In abbinamento ad entrée e antipasto, Buttafuoco 2017 firmato dall’enologo Michele Zanardo: il rubino compatto e vivace preannuncia sentori di frutta nera matura e creme de cassis, pot-pourri di fiori scuri, caffè e un insolito binomio speziato-balsamico che ricorda il carvi. Il tannino è vigoroso e perfettamente integrato ed accompagna alla chiusura interminabile in cui ritorna il frutto.  Con il finger food dell’entrée l’abbinamento è abbastanza armonico, il vino supera di misura la carotina in giardiniera, mentre la sua freschezza sgrassa bene il bignè e la struttura cesella la polpetta di tonno. Con l’antipasto di capesante, l’abbinamento è davvero audace, ma senza pregiudizio devo ammettere che spacca. La dolcezza della capasanta e la reazione di Maillard sono sigillate dalla ‘nduja, eppure per chiudere il cerchio tra lingua e palato manca ancora la virata energica, e ci pensa il Buttafuoco 2017.
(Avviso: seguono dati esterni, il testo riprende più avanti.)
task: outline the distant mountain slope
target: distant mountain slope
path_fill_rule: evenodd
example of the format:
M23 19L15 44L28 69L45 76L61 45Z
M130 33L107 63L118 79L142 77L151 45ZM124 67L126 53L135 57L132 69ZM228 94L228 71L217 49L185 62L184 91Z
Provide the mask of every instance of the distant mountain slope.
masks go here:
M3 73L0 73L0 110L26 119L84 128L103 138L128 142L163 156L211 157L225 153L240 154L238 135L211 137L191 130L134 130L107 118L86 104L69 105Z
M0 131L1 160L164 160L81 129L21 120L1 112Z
Agnolotti passato e presente. Due tecniche di cottura: per il ripieno, cottura classica di brasato in pentola di rame; per il sugo, cottura a bassa temperatura sottovuoto per 16 ore. Sia la carne per il ripieno che quella per il sugo vengono tagliate a coltello. Condimento di olio di alloro macerato 20 giorni e fondo realizzato con le ossa. In abbinamento, Buttafuoco 2012: qui avverto meno la spinta del fruttato e di più uno sfondo di sottobosco secco, felce e foglia di tabacco. In bocca, tra le note di cacao ed eucalipto esce con eleganza la vena alcolica, che rende armonico l’abbinamento con gli agnolotti.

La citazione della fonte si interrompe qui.